Exit paths: 1. in is closed and drained: loop exits, return nil, defer close(out) runs. 2. process(v) returns error: return err, defer close(out) runs. 3. Panic: defer close(out) runs as part of panic unwinding.

In every case, close(out) runs. Downstream consumers' for v := range out will exit.

If out were sent to inside another defer or if branch, you might miss closure on some paths. defer close(out) at the top is the safest placement.

Detailed Walkthrough: Select on Context Done¶

The pattern select { case <-ctx.Done(): ...; case out <- v: } is a non-blocking-ish send.

The select fires whichever case is ready first: - If ctx.Done() is closed (cancelled), that case is always ready; it fires. - If out's receiver is ready (or buffer has room), that case is ready; it fires.

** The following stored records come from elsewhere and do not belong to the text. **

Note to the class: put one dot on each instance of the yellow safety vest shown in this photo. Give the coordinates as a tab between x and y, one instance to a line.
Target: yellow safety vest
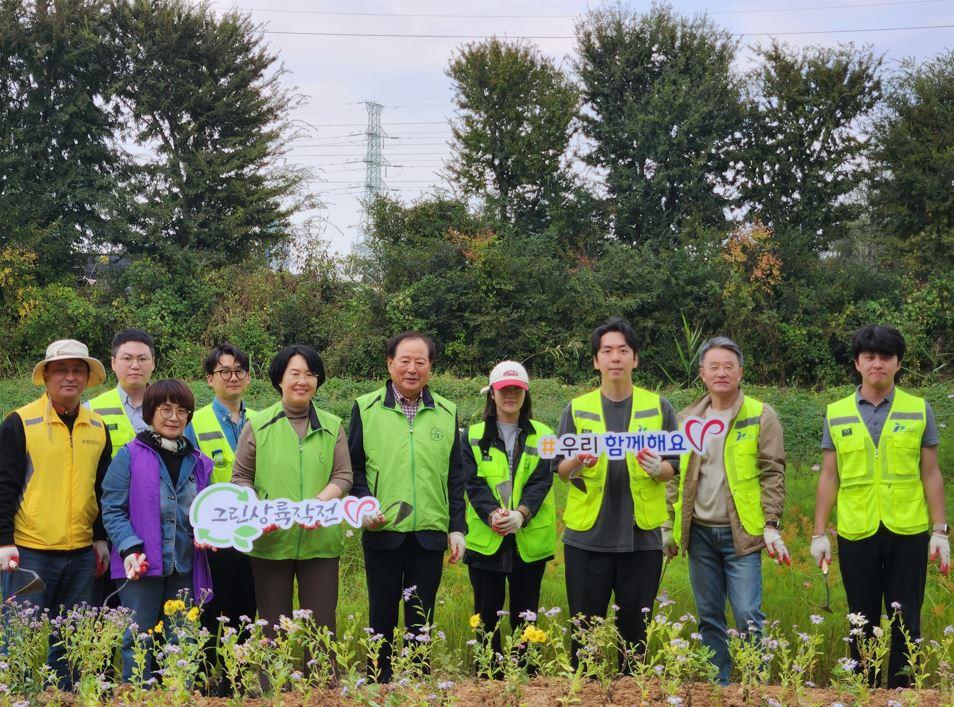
649	495
883	484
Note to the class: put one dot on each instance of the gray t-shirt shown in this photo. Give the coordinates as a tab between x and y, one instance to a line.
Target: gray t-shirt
614	529
874	417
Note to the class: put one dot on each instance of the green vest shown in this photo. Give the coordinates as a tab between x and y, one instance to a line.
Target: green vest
740	457
109	406
213	443
286	467
538	538
409	462
649	495
883	484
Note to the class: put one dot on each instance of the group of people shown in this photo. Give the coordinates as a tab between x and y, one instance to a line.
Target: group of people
104	490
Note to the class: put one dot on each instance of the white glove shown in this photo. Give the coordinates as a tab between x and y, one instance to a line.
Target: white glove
101	551
775	546
504	522
821	550
135	564
9	558
940	548
670	548
457	545
650	462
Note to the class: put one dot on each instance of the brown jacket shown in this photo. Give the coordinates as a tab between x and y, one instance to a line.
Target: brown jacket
771	463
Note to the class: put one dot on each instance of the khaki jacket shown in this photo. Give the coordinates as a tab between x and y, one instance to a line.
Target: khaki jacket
772	479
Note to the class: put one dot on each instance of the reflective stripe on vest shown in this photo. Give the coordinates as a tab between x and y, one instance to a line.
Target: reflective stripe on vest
883	484
109	406
286	467
740	461
213	443
649	495
537	539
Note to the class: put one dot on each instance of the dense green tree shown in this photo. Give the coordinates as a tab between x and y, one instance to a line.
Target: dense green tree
57	155
801	142
204	97
513	126
913	162
660	102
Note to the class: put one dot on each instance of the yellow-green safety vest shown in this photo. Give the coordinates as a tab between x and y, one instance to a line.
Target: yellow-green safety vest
537	539
109	406
883	484
740	457
213	443
649	495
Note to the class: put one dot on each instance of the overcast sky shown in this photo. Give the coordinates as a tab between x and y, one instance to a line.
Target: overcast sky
337	71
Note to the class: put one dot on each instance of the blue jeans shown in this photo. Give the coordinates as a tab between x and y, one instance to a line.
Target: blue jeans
144	597
69	583
716	572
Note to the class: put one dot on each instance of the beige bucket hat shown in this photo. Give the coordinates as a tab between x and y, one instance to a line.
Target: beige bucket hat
70	348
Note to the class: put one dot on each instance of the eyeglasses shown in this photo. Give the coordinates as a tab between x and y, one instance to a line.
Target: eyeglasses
129	360
226	374
168	413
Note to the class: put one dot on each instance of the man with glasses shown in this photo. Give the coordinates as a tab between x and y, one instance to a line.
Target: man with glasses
53	456
726	506
214	431
133	361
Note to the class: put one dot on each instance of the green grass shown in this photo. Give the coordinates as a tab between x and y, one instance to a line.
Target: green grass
790	594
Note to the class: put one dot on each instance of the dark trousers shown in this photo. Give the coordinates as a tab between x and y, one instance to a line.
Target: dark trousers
490	589
389	574
879	571
632	578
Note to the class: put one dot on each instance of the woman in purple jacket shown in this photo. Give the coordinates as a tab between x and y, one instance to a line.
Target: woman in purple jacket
147	492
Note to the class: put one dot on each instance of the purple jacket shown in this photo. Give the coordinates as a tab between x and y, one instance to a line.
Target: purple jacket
144	516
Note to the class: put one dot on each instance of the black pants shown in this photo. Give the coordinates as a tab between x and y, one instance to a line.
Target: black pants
878	571
389	574
631	577
490	588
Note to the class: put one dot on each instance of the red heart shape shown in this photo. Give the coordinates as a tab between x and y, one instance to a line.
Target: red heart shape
697	429
356	508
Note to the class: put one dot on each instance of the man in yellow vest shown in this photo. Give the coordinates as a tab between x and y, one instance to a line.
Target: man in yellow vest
133	361
53	456
214	431
615	509
727	503
880	464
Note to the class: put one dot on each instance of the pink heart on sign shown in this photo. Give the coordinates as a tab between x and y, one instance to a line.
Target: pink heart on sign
357	508
697	430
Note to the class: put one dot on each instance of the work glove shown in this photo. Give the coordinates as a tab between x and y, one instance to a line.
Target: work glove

If both are ready simultaneously, Go's select picks one pseudorandomly (per the spec). This is benign for correctness: either we send the value or we exit. Both are valid outcomes.

If neither is ready, select blocks until one becomes ready. The blocking is interrupted as soon as the context is cancelled.

This is why context-aware sends are essential for clean cancellation.

Closing Note on the Spec¶

The Go specification (go.dev/ref/spec) is the normative source for language behavior. The package documentation (pkg.go.dev) is the normative source for library APIs. Where these two conflict (rare), the language spec wins.

When in doubt about behavior, read the spec. Read the source. Test the assumption with a small program. Don't guess.

The error-propagation patterns built on these specs are stable and durable. They will work in five years just as they do today.

This concludes the specification reference.